Il est important que les enseignants en formation puissent développer une réflexion suffisamment approfondie pour devenir davantage concepteurs qu’applicateurs, capables d’adapter leur travail à la diversité et à la singularité de leurs élèves et des contextes.

Dans cette perspective, une approche clinique de la formation contribue à l’adaptation pertinente de l’enseignement. Elle se traduit par l’analyse de situations d’enseignement effectivement vécues, ou rapportées par un tiers, ou encore construites à des fins d’étude de cas. En outre, la formation gagne à être interactive, dans la mesure où la réflexion menée sur ces situations bénéficie de la médiation de tiers — d’autres personnes en formation, accompagnées par un(des) formateur(s) — et à être constructiviste, en favorisant l’activité des enseignants en formation de telle sorte que les savoirs ne soient pas plaqués, mais véritablement incorporés par eux.

Cette orientation définit une méthode de travail pour des contenus de formation préconisés par le Rapport de l’Observatoire national sur la formation, la recherche et l’innovation sur le handicap (mai 2011). Ils s’organisent « autour d’axes que nous retrouvons pratiquement toujours : le repérage des difficultés et des compétences des personnes, les réponses à y apporter, les populations, la méthodologie de l’observation, de l’évaluation, (…) les processus d’adaptation et de compensation » (p. 119).

Quant aux formateurs mobilisables pour travailler dans cette direction, pas d’exclusive : qu’ils relèvent de l’université, du domaine des professeurs d’EPS ou de celui d’une pratique sportive hors de l’École, tous sont susceptibles de disposer de savoirs qui gagnent à être mutualisés.

Article paru dans Contrepied HS N°12 – EPS, Sport et handicap – avril 2015

Bibliographie

– GAREL J.-P., DUQUESNE-BELFAIS F., « Apprendre à traiter la diversité des élèves à partir d’une analyse de situations professionnelle.

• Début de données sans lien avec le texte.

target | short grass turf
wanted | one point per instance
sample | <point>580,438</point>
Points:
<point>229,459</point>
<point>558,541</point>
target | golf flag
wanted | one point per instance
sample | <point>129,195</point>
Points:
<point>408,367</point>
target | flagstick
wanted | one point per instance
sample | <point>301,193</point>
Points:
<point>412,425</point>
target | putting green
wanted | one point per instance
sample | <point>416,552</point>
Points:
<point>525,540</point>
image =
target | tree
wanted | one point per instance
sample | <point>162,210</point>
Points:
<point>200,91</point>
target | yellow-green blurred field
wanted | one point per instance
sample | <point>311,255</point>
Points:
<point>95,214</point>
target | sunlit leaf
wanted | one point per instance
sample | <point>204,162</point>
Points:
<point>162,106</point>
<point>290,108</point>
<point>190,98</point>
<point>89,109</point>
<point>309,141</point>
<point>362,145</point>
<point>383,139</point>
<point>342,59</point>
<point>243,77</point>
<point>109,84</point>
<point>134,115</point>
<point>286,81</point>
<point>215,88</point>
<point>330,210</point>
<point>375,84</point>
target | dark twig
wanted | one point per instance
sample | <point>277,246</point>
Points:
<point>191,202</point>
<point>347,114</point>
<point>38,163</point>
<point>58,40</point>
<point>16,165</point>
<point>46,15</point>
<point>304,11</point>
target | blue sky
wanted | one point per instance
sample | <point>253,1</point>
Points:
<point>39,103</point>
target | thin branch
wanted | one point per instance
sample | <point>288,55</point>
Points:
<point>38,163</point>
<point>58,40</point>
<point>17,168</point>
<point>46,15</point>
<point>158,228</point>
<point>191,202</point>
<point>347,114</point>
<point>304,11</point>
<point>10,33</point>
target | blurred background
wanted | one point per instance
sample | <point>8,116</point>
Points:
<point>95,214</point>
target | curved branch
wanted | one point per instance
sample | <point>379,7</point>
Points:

Illustrations en mathématiques et en EPS », La nouvelle revue de l’adaptation et de la scolarisation, n° 55, p. 25-39, 2011.

– GAREL J.-P., « Pour une formation professionnalisante », in JAPPERT J. (dir.), Sport et handicap en Europe Quelle formation pour le personnel encadrant ? Sport et citoyenneté, p. 63-69, 2014.

– PASTRÉ P., MAYEN P., VERGNAUD G., « La didactique professionnelle », Revue française de pédagogie, n°154, p. 145-198, 2006.

– PERRENOUD P., Enseigner, agir dans l’urgence, décider dans l’incertitude, ESF, Paris, 1996.

Rapport triennal de l’Observatoire national sur la formation, la recherche et l’innovation sur le handicap. Synthèse et préconisation, Rapport à la ministre des Solidarités et de la Cohésion Sociale, mai 2011.

– SCHÖN D. A., Le praticien réflexif. À la recherche du savoir caché dans l’agir professionnel, Éd. Logiques, Montréal, 1993.

– TOCHON F.-V., L’enseignant expert, Nathan, Paris, 1993.